# Beautiful Colors Of Hid !



## LIUSPEED (May 29, 2002)

5200 Kelvin









6000 Kelvin 

( pic came out more blue than in real life )










7000 Kelvin










7500 Kelvin

gorgeous arent they?


----------



## cmotek24 (Jun 15, 2002)

It does look awesome, but is that your car?


----------



## LIUSPEED (May 29, 2002)

haha .. no it just pix of HID's


----------



## Psch91 (May 18, 2002)

No offense, but most of your posts are of HID...and its getting kind of annoying? Im not trying to be an ass.


----------



## superfro86 (May 15, 2002)

HIDs rule. fuck that xenon bulb shit even though i did install them last week. Think i got the wrong ones though. I got the Sylvania coo blue ones. they look exactly like they did before but just a tad bit brighter but not worth the 30 i spent on them. might need to clean my headlight lense to get some of that yellow tint out of them.


----------



## LIUSPEED (May 29, 2002)

not most of my post are hid. other are like body kit , performance and such.


----------



## squeezinSE (Nov 15, 2002)

8000Kelvin

They do look more blue then they really are...they are more purplish like the 7500 ones

hehe


----------



## JT200SX-N-FX (May 30, 2002)

The main thing I like about HID's is when they turn on.
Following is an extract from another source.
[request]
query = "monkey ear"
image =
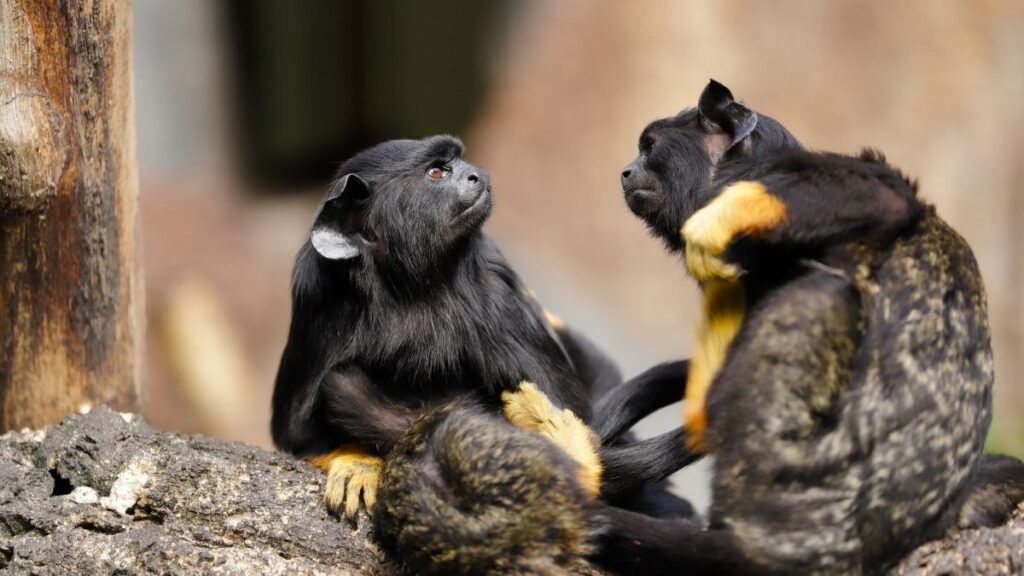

Makes me think back when I had to be home when the street lights came on. LOL!


----------



## shmuck90 (Oct 28, 2002)

where can u find bulbs like that, that look blue but not too blue ?(ricey) ive tried one product from ebay and theyre cheap and painted blue and not xenon gas filled


----------



## Sentrixx (Apr 30, 2002)

Now is this a HID KIT, or are these bulbs?!?


----------